The Addams Family Director Barry Sonnenfeld Recalls The First Screening: 'There Was Not A Single Laugh'

Barry Sonnenfeld's "The Addams Family" turns 30 this year, and it's hard to imagine the irreverently macabre movie starring Raul Julia, Angelica Houston, and Christopher Lloyd as anything other than a hit.

But when it was in production, the movie was anything but a sure hit, and the success of "The Addams Family" is even more impressive when one realizes the challenges Sonnenfeld faced when the movie was filming. Halfway through shooting, the movie moved from the first director-friendly Orion Pictures to Paramount and then had to deal with a leadership change at the movie's new studio. The experience wasn't an easy one, and Sonnenfeld recounted the story in a recent interview marking the film's 30th anniversary. Sonnenfeld told Variety:

"Half way through our shoot we were sold to Paramount. Dede Allen, our editor, put together a 10-minute show reel and we went to various studios. Frank Mancuso Jr. bought it and then shortly after he was fired. [Paramount President] Stanley Jaffe came in and looked at the same ten minutes of footage and announced that, 'This movie is uncuttable and unreleasable.'"

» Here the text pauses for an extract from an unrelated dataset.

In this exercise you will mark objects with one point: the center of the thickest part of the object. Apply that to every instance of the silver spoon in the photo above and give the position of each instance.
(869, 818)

Things didn't get better from there.

'Uncuttable and Unreleaseable'

Jaffe never warmed up to the movie, which meant that no one else at Paramount wanted to support it either. "The whole second half of the shoot we were working for a studio that thought we were uncuttable and unreleasable, so things got more difficult," Sonnefeld recalled. "They stopped letting us have bottled water on the set. Not for environmental reasons but to cut down on the costs of the show. It was not a well-loved project while I was making it, which made it that much harder as a first-time director."

Things didn't get any easier for Sonnenfeld throughout production and even up to the first screening of the film. "I showed my director's cut to executives in the Paramount Theatre and there was not a single laugh," he said.

Fortunately, Sonnefeld shared that the lack of laughs didn't last for long:

I was called into the office about 20 minutes [after the first screening], after they had discussed everything, and everyone was there except Stanley and they were hugging me and clapping. I said, "What are you doing? I was in that screening room. There was not a single laugh." They told me that since Stanley wasn't laughing, they couldn't.

Who's laughing now, Stanley? "The Addams Family" became a runaway hit, and Sonnenfeld went on to direct other popular films like "Men in Black" and television series like "A Series of Unfortunate Events," and "Schmigadoon!"

"The Addams Family" also spawned a sequel and, more recently, an animated feature version. You can also watch the Sonnenfeld's "Addams Family" right now on Amazon, if you want to commemorate its 30th birthday with a rewatch.